During weak pre-Christmas trading, international benchmark Brent crude traded at $51.37 per barrel at 0648 GMT for a 0.25% increase after closing Thursday at $51.24 a barrel.
American benchmark West Texas Intermediate (WTI) was at $48.30 per barrel at the same time for a 0.37% increase after ending the previous session at $48.12 a barrel.
Investors will closely watch developments after a Brexit was struck on Thursday to allow the UK to formally leave the European Union (EU) by the end of this year.
The agreement will ensure the UK avoids leaving the bloc without a trade pact, while supporting higher oil prices amid the economic slowdown caused by the pandemic.
Trading in US energy markets closed earlier on Christmas Eve on Thursday and will remain closed on Friday. However, hopes are still fresh for the much-anticipated $900 billion COVID-19 relief bill that passed the US Congress on Monday.
Trump has now to sign the deal into law, but before doing so, he suggested some changes, specifically to increase the “ridiculously low” $600 stimulus checks to $2,000.

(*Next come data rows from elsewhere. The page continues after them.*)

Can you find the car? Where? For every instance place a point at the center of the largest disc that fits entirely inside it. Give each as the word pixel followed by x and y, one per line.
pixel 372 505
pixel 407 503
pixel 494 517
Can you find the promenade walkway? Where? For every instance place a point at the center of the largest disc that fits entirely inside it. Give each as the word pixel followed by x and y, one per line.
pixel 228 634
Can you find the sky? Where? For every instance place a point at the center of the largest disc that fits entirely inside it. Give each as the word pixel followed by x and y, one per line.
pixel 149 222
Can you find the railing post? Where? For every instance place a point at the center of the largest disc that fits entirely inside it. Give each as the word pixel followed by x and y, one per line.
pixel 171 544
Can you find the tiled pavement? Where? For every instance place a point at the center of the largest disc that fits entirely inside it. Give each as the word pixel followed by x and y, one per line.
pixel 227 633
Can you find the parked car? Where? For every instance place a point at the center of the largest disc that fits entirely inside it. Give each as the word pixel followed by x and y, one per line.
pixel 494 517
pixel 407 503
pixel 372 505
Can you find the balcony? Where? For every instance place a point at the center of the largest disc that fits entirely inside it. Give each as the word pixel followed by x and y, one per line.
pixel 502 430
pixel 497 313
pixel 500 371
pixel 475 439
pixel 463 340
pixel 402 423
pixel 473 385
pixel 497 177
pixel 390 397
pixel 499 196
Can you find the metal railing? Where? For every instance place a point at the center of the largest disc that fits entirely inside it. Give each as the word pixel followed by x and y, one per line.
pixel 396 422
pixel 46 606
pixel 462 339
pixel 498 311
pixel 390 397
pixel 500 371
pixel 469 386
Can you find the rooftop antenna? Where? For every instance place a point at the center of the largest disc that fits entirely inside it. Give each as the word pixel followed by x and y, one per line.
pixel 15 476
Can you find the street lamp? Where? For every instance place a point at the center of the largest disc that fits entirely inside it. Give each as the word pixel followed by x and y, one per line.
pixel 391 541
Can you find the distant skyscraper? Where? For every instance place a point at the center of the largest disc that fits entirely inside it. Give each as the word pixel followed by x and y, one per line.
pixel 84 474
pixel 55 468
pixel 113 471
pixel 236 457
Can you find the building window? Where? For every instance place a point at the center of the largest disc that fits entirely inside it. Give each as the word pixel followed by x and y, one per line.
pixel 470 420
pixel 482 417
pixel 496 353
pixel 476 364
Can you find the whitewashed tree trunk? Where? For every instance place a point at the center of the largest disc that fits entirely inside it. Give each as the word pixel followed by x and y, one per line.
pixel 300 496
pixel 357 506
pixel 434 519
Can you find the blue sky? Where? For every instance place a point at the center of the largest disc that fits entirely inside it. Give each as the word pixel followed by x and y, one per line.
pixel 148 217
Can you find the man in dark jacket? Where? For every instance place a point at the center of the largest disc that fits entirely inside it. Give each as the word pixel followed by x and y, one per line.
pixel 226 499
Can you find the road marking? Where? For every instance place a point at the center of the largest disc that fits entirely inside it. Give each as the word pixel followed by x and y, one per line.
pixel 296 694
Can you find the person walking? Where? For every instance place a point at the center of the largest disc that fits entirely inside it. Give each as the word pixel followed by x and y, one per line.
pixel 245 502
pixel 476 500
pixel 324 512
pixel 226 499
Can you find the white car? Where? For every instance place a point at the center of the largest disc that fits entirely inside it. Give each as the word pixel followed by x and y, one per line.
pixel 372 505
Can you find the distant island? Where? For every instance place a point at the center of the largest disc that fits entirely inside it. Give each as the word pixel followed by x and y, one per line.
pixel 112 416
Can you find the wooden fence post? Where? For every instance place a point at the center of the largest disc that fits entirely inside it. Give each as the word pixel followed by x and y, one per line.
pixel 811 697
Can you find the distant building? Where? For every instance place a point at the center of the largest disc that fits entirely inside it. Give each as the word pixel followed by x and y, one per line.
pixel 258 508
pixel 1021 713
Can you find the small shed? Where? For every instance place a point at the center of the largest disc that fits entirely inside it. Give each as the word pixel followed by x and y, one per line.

While the high number of coronavirus cases is still pressuring oil prices, the promise of vaccine rollouts offers hope of economic recovery to prop up oil demand.
While Mexico, Chile, and Costa Rica began mass vaccination, Argentina also announced plans to do so in a few days.
Previously, the UK, the US, Canada, the United Arab Emirates, Saudi Arabia, Israel, Qatar, Serbia, Kuwait, and Russia had also kickstarted their mass vaccination campaigns.